The company was founded in 2001 and is still privately held, but with unit shipments expected to be about 600 million units in 2016 it has clearly reached significant revenue and apparently with no direct competitors. That said at least one company, Anadigm Inc. (Mesa, Arizona) has been around for many years selling field programmable analog arrays.
Silego’s offering is based on a one-time-programmable mixed-signal function array approach to analog, timing, some digital and power integration. Over the last several years the company has based its offering on a series of base die integrating a number of analog and digital functions. When put together with design software this allows users to develop custom circuits that are then characterized by way of on-die antifuse switches. Even though functions are analog they can be trimmed and checked physically for suitability in rapid order.

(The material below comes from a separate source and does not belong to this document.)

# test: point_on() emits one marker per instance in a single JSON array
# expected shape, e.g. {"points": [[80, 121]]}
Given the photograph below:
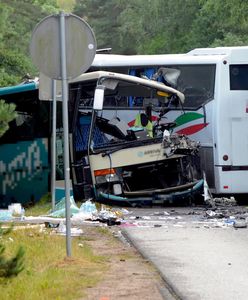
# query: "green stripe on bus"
{"points": [[188, 117]]}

Silego and its customers get economies of scale through foundry partner TSMC and its 0.18-micron CMOS process used for the chips. Standard processing and packaging keeps part costs down in the 30¢ range, while prototyping can be iterated over a few days and production reached in weeks, the company states.
From the system designers’ perspective one part can eliminate multiple discrete components from the bill of materials and save square centimeters of PCB real estate, while saving cost and time to market.
A timeline of CMIC devices. Source: Silego.
That may sound like an unstoppable win but it all depends on there being a CMIC base device that supersets the system designers’ requirement. Choosing the right set of resources to include on a die has been what challenged the traditional field programmable analog array (FPAA) market. However, with 1300 design wins to date claimed across about 13 base die and a total of 2 billion units shipped, it is clearly not a problem that has affected Silego.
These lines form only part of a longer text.